Yeah. The strength of that argument really depends on one's
prior exposure to these languages, though...


>>>> How is that worse than the situation with "=~" and "~="?
>>> 
>>> With =~ it is to the right, with ~= it is to the left.
>> 
>> It's always where the tilde is. Yeah, you have to remember that.
> 
> And when you get it wrong it will fail silently. No errors, just wrong 
> results.

Yeah, but this is hardly the only case where you'll get
unintended results if you mix up operator names. 

Now, one might argue, I guess, that mixing up "=~" and "~="
or more likely than mixing up, say, "~" and "~~". But ultimately,
whether or not that is highly dependent on one's personal background,
so we're unlikely to ever reach agreement on that...

> While I've never accidentally written /foo/ =~ $_ in perl I have
> *frequently* forgotten whether the operator is ~= or =~. Actually I
> forget that pretty much every time I start writing some perl. I just
> put whichever comes first and if I get an error I reverse it.

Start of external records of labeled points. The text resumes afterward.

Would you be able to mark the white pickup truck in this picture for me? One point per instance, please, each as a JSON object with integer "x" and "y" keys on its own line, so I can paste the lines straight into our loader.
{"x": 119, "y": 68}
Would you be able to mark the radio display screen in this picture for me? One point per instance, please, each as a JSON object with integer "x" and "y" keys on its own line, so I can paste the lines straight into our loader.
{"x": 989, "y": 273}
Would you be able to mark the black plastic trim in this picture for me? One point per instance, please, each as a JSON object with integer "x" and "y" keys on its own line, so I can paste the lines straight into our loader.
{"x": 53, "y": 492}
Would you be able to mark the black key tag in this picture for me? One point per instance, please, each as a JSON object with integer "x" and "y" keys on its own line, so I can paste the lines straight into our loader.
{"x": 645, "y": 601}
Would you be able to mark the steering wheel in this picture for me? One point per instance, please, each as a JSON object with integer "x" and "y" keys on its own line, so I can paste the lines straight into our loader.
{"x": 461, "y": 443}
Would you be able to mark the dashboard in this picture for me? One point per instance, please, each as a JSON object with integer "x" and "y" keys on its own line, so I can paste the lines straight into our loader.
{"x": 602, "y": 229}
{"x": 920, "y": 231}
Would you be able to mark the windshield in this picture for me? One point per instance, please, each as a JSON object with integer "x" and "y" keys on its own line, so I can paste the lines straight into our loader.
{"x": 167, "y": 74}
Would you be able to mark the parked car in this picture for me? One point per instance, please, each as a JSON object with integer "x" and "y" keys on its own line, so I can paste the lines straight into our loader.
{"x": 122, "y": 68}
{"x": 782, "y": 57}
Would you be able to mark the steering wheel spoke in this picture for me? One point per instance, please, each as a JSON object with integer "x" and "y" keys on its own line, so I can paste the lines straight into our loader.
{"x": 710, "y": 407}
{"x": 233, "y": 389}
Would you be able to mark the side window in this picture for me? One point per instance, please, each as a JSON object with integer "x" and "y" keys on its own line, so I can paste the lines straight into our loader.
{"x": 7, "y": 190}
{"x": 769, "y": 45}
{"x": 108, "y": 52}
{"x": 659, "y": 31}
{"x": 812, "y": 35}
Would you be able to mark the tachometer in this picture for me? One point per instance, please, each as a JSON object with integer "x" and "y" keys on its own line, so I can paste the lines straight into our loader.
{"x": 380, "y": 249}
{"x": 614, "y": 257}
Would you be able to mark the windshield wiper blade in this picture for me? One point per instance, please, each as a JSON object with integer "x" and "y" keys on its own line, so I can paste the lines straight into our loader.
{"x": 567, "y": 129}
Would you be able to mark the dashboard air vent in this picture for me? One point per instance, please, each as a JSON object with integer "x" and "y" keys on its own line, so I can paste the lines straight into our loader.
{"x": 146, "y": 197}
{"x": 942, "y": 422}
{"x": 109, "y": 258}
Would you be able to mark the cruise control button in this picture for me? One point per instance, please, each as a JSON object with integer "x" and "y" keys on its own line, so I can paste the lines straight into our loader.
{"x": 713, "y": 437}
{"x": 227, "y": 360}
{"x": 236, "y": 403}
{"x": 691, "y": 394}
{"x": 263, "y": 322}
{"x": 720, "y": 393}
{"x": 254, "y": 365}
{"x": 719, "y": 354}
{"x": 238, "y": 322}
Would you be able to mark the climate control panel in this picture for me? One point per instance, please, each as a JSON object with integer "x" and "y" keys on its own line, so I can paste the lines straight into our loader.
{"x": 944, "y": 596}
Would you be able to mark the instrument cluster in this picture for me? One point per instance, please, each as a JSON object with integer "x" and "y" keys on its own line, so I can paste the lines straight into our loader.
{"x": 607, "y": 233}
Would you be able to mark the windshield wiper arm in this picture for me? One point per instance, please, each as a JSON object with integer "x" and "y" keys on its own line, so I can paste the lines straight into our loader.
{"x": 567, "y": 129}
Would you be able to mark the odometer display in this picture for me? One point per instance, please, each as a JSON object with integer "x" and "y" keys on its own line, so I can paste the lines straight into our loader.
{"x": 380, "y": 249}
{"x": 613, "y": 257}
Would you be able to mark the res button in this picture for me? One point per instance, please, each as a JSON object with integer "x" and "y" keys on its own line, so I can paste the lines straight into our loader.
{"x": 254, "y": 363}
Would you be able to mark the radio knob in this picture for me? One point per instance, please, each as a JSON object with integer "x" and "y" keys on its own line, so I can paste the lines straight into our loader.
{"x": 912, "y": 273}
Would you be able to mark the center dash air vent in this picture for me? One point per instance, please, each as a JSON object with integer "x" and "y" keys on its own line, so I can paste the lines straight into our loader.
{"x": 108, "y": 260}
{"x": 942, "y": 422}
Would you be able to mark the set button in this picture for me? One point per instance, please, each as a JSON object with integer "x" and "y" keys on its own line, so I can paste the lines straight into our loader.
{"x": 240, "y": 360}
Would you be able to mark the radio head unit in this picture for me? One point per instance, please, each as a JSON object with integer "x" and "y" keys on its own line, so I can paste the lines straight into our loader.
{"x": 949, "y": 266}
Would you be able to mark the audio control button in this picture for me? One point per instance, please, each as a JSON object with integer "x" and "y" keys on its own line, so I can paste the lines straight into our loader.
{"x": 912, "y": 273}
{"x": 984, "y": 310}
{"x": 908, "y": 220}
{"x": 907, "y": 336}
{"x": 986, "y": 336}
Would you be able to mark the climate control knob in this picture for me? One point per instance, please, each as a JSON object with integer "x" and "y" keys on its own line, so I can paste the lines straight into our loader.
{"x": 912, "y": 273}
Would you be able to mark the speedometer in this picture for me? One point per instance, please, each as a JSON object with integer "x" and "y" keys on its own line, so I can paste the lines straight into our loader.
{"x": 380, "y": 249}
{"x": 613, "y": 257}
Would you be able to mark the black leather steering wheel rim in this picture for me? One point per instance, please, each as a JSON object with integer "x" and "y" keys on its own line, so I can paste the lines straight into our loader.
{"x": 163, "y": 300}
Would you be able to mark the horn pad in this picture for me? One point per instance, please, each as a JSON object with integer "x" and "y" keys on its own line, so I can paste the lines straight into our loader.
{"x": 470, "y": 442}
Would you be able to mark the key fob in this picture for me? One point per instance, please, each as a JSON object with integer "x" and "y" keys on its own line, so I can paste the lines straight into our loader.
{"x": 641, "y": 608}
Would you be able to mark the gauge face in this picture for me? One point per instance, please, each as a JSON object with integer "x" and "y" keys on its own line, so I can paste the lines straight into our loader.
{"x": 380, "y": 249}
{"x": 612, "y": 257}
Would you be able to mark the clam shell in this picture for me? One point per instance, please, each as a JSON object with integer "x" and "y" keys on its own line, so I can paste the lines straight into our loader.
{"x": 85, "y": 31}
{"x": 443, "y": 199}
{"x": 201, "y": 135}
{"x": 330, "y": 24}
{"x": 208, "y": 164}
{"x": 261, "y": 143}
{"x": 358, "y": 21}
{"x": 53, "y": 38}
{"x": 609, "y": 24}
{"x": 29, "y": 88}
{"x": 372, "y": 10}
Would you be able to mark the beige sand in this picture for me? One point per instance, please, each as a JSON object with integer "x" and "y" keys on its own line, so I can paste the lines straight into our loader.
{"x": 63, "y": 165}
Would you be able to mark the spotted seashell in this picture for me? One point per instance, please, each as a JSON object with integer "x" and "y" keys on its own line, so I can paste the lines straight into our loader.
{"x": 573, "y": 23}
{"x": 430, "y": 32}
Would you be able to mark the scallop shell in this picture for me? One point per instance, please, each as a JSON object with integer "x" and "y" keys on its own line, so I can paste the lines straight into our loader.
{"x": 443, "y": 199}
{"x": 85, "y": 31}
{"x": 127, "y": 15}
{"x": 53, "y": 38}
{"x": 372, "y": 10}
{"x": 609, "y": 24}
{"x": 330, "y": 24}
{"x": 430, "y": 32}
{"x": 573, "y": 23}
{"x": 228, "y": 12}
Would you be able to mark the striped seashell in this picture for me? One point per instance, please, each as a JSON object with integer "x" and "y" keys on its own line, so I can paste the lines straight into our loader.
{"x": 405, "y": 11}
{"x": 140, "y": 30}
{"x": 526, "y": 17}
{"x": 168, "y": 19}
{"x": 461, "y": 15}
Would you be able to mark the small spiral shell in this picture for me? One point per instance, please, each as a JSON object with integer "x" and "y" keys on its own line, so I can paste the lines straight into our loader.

Yeah, the nice thing in perl (and ruby also, which is *my* background)
is that regexp's and strings are distinguished by the type system,
and also by the parser.

The latter (i.e. regexp literals enclosed by /../) probably isn't
desirably for postgres, but the former definitely is (i.e. distinguishing
regexp's and text in the type system). Please see the thread
"Adding a distinct pattern type to resolve the ~ commutator stalemate"
for the details of the proposal. 

> I can see the temptation to make it symmetric but it's going to cause
> an awful lot of confusion.

I do believe that by adding a distinct type we can actually *reduce*
confusion. It makes "text ~ pattern" readable even for people who
don't intuitively know that the pattern always goes on the right.